I'm having problem understanding how to connect Kafka and PySpark.
I have kafka installation on Windows 10 with topic nicely streaming data. I've installed pyspark which runs properly-I'm able to create test DataFrame without problem.
But when I try to connect to Kafka stream it gives me error:
AnalysisException: Failed to find data source: kafka. Please deploy the application as per the deployment section of "Structured Streaming- Kafka Integration Guide".
Spark documentation is not really helpful - it says: ... groupId = org.apache.spark artifactId = spark-sql-kafka-0-10_2.12 version = 3.2.0 ...
For Python applications, you need to add this above library and its dependencies when deploying your application. See the Deploying subsection below.
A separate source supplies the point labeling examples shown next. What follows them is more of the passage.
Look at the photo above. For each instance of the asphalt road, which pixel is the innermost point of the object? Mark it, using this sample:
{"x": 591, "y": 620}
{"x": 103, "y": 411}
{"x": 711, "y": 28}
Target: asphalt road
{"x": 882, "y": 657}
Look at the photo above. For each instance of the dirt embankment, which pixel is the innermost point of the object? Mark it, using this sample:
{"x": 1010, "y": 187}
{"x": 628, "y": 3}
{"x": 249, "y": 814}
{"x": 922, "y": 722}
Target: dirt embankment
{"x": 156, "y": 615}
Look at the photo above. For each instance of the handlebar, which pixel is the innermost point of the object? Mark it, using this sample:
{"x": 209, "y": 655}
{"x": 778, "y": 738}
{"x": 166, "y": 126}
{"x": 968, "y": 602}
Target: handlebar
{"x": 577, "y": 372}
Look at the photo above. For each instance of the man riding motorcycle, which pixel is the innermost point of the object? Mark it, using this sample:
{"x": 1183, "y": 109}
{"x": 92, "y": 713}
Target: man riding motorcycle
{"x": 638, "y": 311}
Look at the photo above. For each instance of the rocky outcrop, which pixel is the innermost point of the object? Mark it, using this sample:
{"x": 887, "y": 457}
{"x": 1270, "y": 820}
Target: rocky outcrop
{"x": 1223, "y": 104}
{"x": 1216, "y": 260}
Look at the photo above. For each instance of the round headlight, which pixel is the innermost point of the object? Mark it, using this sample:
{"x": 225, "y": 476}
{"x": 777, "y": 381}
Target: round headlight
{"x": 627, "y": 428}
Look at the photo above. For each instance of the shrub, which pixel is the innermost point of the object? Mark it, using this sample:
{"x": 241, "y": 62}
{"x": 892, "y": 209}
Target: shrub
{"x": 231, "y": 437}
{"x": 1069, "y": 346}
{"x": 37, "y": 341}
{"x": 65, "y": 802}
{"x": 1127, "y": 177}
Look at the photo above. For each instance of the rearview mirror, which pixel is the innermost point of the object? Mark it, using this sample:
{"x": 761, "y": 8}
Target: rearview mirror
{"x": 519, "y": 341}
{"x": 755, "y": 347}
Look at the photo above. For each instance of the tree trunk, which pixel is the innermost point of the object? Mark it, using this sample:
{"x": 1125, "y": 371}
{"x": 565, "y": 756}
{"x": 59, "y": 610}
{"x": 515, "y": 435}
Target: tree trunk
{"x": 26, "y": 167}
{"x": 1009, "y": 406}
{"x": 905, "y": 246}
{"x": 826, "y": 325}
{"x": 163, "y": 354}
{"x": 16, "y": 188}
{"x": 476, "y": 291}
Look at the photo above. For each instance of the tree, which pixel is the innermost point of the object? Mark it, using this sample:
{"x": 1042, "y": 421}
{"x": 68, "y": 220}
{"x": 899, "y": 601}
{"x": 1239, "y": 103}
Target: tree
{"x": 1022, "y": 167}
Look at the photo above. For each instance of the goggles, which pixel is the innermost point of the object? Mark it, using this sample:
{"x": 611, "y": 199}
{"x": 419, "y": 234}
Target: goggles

And then when you go to Deploying section it says:
As with any Spark applications, spark-submit is used to launch your application. spark-sql-kafka-0-10_2.12 and its dependencies can be directly added to spark-submit using --packages, such as, ./bin/spark-submit --packages org.apache.spark:spark-sql-kafka-0-10_2.12:3.2.0 ...
I'm developing app, I don't want to deploy it. Where and how to add these dependencies if I'm developing pyspark app?
Tried several tutorials ended up being more confused.
Saw answer saying that
"You need to add kafka-clients JAR to your --packages".so-answer
Few more steps could be useful because for someone who is new this is unclear.
versions:
- kafka 2.13-2.8.1
- spark 3.1.2
- java 11.0.12
All environmental variables and paths are correctly set.
CodePudding user response:
Spark documentation is not really helpful - it says ... artifactId = spark-sql-kafka-0-10_2.12 version = 3.2.0 ...
Yes, that is correct... but for the latest version of Spark
versions:
- spark 3.1.2
Have you tried looking at the version specific docs?
In other words, you want the matching spark-sql-kafka
version of 3.1.2.
bin/spark-submit --packages org.apache.spark:spark-sql-kafka-0-10_2.12:3.1.2
Or in Python,
import os
spark_version = '3.1.2'
os.environ['PYSPARK_SUBMIT_ARGS'] = '--packages org.apache.spark:spark-sql-kafka-0-10_2.12:{}'.format(spark_version)
# init spark here
need to add this above library and its dependencies
As you found in my previous answer, also append the kafka-clients
package using comma-separated list.
--packages org.apache.spark:spark-sql-kafka-0-10_2.12:3.1.2,org.apache.kafka:kafka-clients:2.8.1
I'm developing app, I don't want to deploy it.
"Deploy" is Spark terminology. Running locally is still a "deployment"